In 2018 it arrives “The favourite”which gives him multiple Oscar nominations and an award for Olivia Colman, who plays Queen Anne Stuart. Here’s something funnier: the complex relationship – sexual too – between the queen who united Britain with her old favorite (Rachel Weisz) and a new one (Emma Stone), which involves a triple power play. It is a much more interesting film than the previous ones, where the fantastic is elsewhere: the director’s gaze, as if what he was portraying was happening on another planet. That explains the “fish-eye” lens that distorts everything, the forced perspectives, the unnaturalistic gestures of the characters. For once, it seemed that Lanthimos had found a way to tell the world uncontaminated by convictions that were too trivial and, let’s face it, ancient.
The creature from “Poor Things”
And then, in the year of “Barbie”, the story of a doll that discovers Humanity; appears “Poor Creatures”, story of a doll (made of flesh) that discovers Humanity. Only based on a cult novel with the same title and not on an industrial toy, of course. Anyway, let’s leave the simile aside and see: the book of Alasdair Gray (a very original author, illustrator of his own work, always somewhere between fantasy and allegory) is a kind of reversal of the myth of Frankenstein. But it is also her refutation: the story of Bella Baxter, told by her husband, is that of a suicide whose body receives the brain of her own unborn baby, by a brilliant and somewhat deformed scientist; that she seduces men with a gigantic sexual appetite and that she knows the realities of the world. It is satire (which is what Lanthimos exercises), with a lot of sex (which abounds in Lanthimos’ films) and social allegory (bingo). The film works, above all, on the fantasy and artificial aspect of the book while highlighting themes such as the role of women, the pressure of men, the misery of the world and much more.
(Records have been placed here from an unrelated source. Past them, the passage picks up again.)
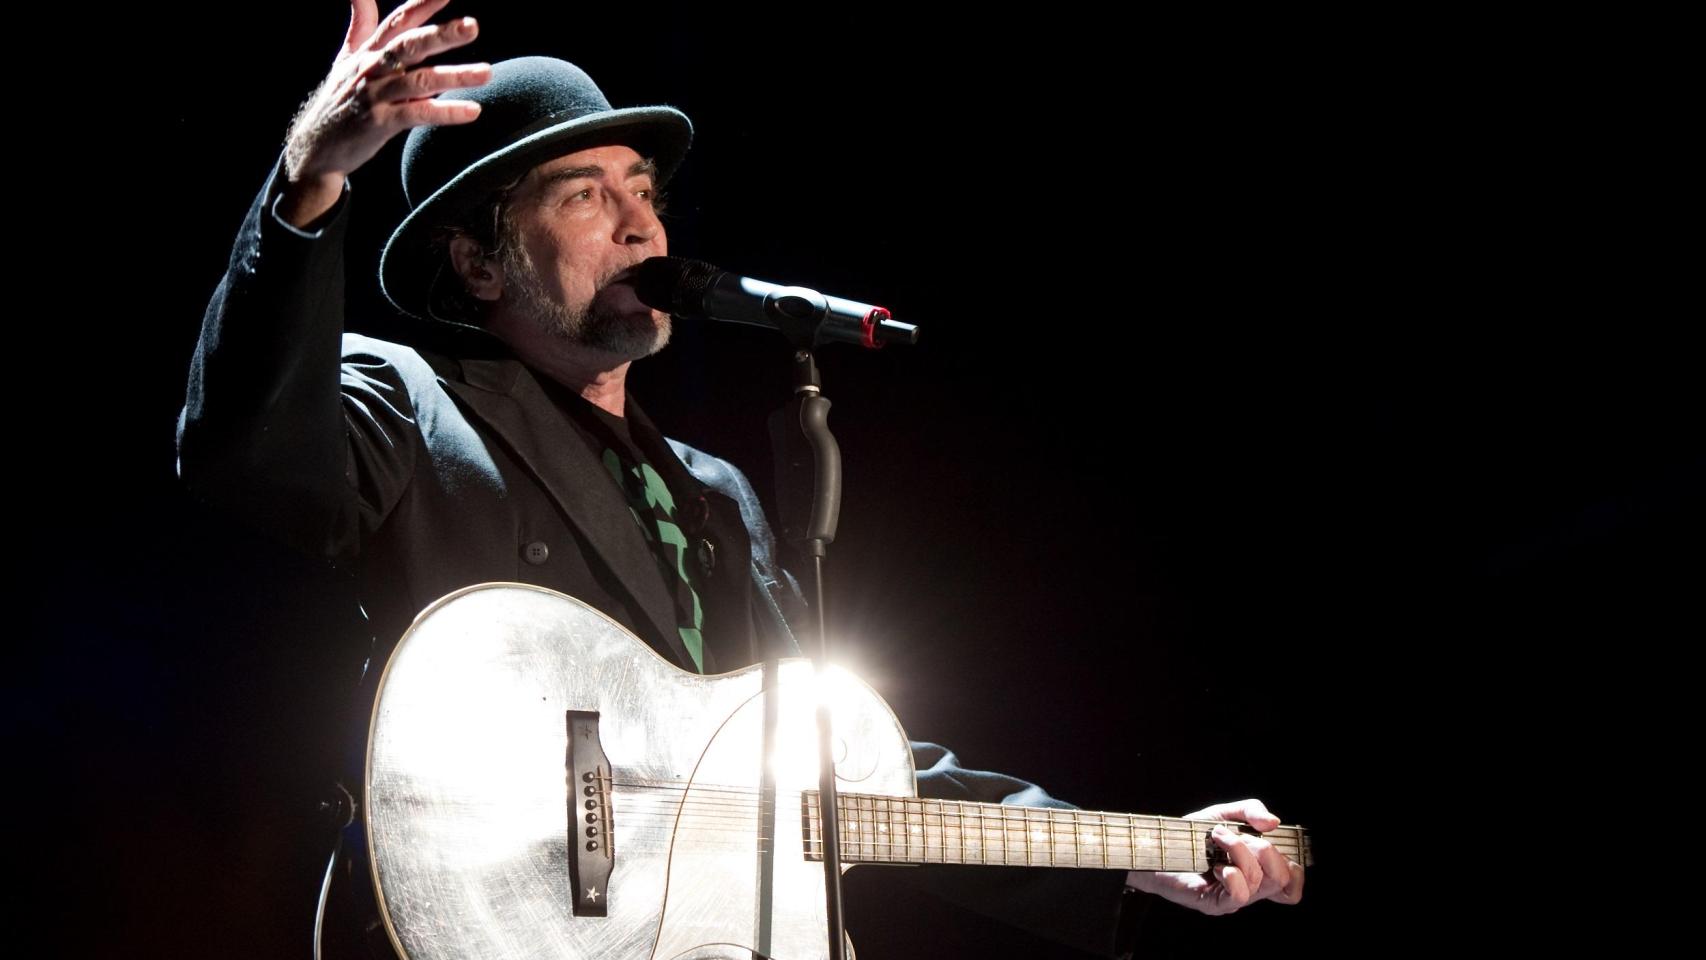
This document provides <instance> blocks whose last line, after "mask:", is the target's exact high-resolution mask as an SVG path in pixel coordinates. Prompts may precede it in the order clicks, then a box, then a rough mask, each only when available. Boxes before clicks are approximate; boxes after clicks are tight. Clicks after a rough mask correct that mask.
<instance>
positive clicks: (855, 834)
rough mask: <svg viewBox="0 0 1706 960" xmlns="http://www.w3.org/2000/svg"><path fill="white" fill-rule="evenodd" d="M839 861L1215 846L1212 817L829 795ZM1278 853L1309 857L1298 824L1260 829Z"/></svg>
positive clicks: (1037, 859)
mask: <svg viewBox="0 0 1706 960" xmlns="http://www.w3.org/2000/svg"><path fill="white" fill-rule="evenodd" d="M836 810H838V812H839V829H841V859H843V861H844V863H978V865H995V866H1078V868H1094V870H1169V871H1186V873H1203V871H1206V870H1208V868H1210V866H1211V863H1216V861H1225V854H1223V853H1221V851H1220V847H1216V846H1215V844H1213V842H1211V841H1210V832H1213V829H1215V825H1216V824H1218V820H1182V818H1177V817H1141V815H1134V813H1102V812H1095V810H1056V808H1049V807H1007V805H1001V803H967V801H960V800H921V798H916V796H868V795H860V793H843V795H839V796H838V803H836ZM800 817H802V818H804V827H805V830H804V836H805V856H807V859H822V856H824V846H822V820H821V818H819V805H817V791H815V789H814V791H807V793H804V795H802V810H800ZM1262 837H1264V839H1268V841H1269V842H1273V844H1274V847H1278V849H1280V853H1281V854H1285V856H1286V858H1290V859H1295V861H1298V863H1303V865H1305V866H1307V865H1309V859H1310V858H1309V837H1307V836H1305V834H1303V830H1302V829H1298V827H1280V829H1276V830H1269V832H1266V834H1262Z"/></svg>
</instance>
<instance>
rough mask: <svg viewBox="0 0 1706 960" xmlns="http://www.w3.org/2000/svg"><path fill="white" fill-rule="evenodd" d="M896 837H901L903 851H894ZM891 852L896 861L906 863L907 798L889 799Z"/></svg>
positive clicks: (901, 844) (889, 839) (889, 821)
mask: <svg viewBox="0 0 1706 960" xmlns="http://www.w3.org/2000/svg"><path fill="white" fill-rule="evenodd" d="M894 837H901V853H899V854H896V853H894ZM889 853H891V854H892V856H894V859H896V863H906V798H904V796H902V798H899V800H891V801H889Z"/></svg>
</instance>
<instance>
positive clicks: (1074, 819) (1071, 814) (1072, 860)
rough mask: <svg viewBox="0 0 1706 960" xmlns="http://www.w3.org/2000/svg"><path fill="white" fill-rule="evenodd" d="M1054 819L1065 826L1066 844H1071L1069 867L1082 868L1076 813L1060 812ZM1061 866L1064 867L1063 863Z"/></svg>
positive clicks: (1081, 837)
mask: <svg viewBox="0 0 1706 960" xmlns="http://www.w3.org/2000/svg"><path fill="white" fill-rule="evenodd" d="M1054 818H1056V820H1059V822H1061V824H1065V825H1066V842H1068V844H1071V865H1073V866H1083V837H1082V836H1080V834H1078V813H1076V812H1075V810H1061V812H1059V813H1054ZM1061 866H1066V865H1065V863H1063V865H1061Z"/></svg>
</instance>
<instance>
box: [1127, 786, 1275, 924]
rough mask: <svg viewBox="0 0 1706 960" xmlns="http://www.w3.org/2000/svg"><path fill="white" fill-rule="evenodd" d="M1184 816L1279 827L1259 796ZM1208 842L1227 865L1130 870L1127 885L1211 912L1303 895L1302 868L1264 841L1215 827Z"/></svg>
mask: <svg viewBox="0 0 1706 960" xmlns="http://www.w3.org/2000/svg"><path fill="white" fill-rule="evenodd" d="M1186 820H1227V822H1233V824H1249V825H1250V827H1252V829H1256V830H1259V832H1268V830H1273V829H1278V827H1280V818H1278V817H1274V815H1273V813H1269V812H1268V807H1264V805H1262V801H1261V800H1240V801H1237V803H1216V805H1213V807H1204V808H1203V810H1198V812H1196V813H1186ZM1213 841H1215V846H1218V847H1220V849H1223V851H1227V856H1228V858H1230V859H1232V863H1230V865H1220V866H1215V868H1213V870H1211V871H1210V873H1208V875H1204V873H1157V871H1148V870H1133V871H1131V873H1128V875H1126V885H1128V887H1131V888H1134V890H1141V892H1145V893H1155V895H1157V897H1162V899H1165V900H1172V902H1174V904H1181V905H1184V907H1191V909H1192V911H1201V912H1204V914H1210V916H1220V914H1230V912H1233V911H1237V909H1240V907H1247V905H1250V904H1254V902H1256V900H1273V902H1276V904H1295V902H1298V900H1300V899H1303V866H1302V865H1300V863H1297V861H1295V859H1288V858H1286V856H1285V854H1281V853H1280V851H1278V849H1276V847H1274V846H1273V844H1269V842H1268V841H1264V839H1261V837H1254V836H1249V834H1240V832H1237V830H1235V829H1232V827H1215V832H1213Z"/></svg>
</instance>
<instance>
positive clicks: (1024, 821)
mask: <svg viewBox="0 0 1706 960" xmlns="http://www.w3.org/2000/svg"><path fill="white" fill-rule="evenodd" d="M621 783H623V781H618V784H621ZM633 783H638V781H633ZM655 793H660V795H669V793H674V795H688V793H693V795H694V796H691V798H686V800H681V801H679V805H677V803H676V801H674V800H670V798H667V796H647V795H643V793H631V795H623V796H621V800H624V801H640V800H652V801H660V803H667V805H670V807H669V808H667V810H662V812H660V815H664V817H677V810H691V812H693V813H694V815H698V817H699V818H701V820H706V818H711V817H715V815H718V813H727V815H730V817H732V818H735V820H744V818H747V817H756V813H754V807H752V803H749V800H752V798H757V795H759V791H756V789H742V788H727V789H718V788H676V786H670V788H664V789H655ZM699 795H711V796H717V795H723V796H737V798H739V800H717V798H706V796H699ZM800 796H802V795H800V793H795V791H778V807H783V808H792V807H795V803H797V800H798V798H800ZM844 796H846V798H848V800H851V801H853V803H855V805H850V803H843V805H841V812H843V817H844V818H850V820H855V818H856V820H872V822H877V820H882V818H884V817H885V815H889V813H896V815H901V817H923V818H925V825H931V827H933V825H937V824H935V822H931V818H940V820H943V822H959V820H978V822H979V824H988V822H1000V824H1008V825H1030V827H1029V829H1037V827H1036V825H1042V827H1044V829H1053V830H1054V832H1056V836H1065V834H1066V832H1070V830H1083V829H1087V827H1088V829H1099V830H1102V832H1104V834H1105V832H1107V829H1109V827H1112V829H1119V830H1145V832H1153V830H1162V832H1167V834H1179V836H1181V837H1189V836H1191V834H1192V832H1196V834H1199V836H1201V834H1208V832H1211V830H1213V827H1215V825H1218V824H1223V822H1221V820H1186V818H1179V817H1150V815H1140V813H1104V812H1097V810H1056V808H1034V807H1003V805H998V803H989V805H978V803H974V801H954V800H937V798H899V796H894V798H891V796H882V795H844ZM862 801H863V803H862ZM926 805H930V807H926ZM812 810H815V803H814V805H812ZM1039 812H1041V813H1042V815H1041V817H1039V815H1037V813H1039ZM853 813H858V815H860V817H853ZM640 815H645V813H640ZM790 815H792V813H790ZM812 815H814V817H815V813H812ZM1051 824H1053V827H1049V825H1051ZM1114 836H1119V834H1114ZM1295 836H1297V829H1295V827H1280V829H1276V830H1269V832H1268V834H1262V837H1264V839H1268V841H1271V842H1273V841H1291V842H1295Z"/></svg>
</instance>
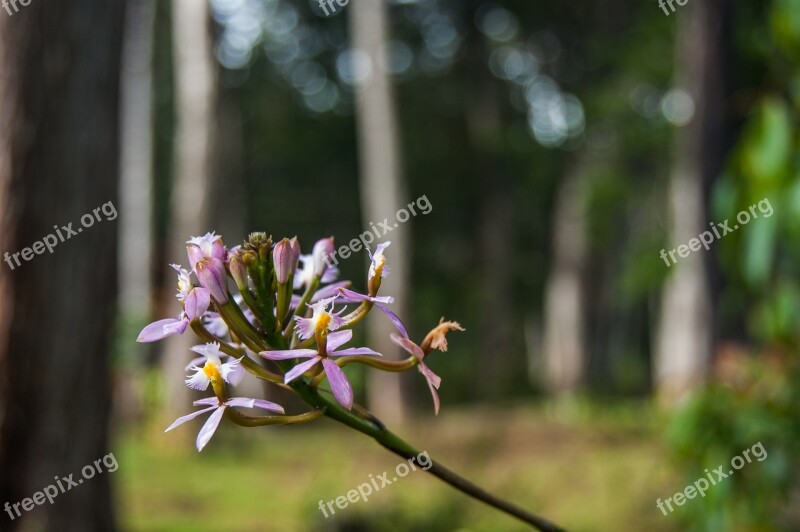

However, it is Lanthimos’ only “optimistic” film and one believes that, despite the underlining of much of what is said, there is “something” there.
But Lanthimos is also, and above all, a diagnosis of today’s “auteur” cinema: cutting-edge technology, cynicism and deep themes. In the moments when the three things hit us in the eyes, the Greek becomes a fake. But it is undeniable that he achieves notable moments of invention. Is he then someone who seeks, like the helpless children who overpopulate his films, a cinema “dad” who applauds him and then says what everyone wants to hear? Or is there something worthwhile there, the seed of something interesting? The reader can decide for himself, but we remind him that Yorgos Lanthimos, the fashionable weirdo, is already in his fifties. Perhaps he is just a commercially successful “dilettante.”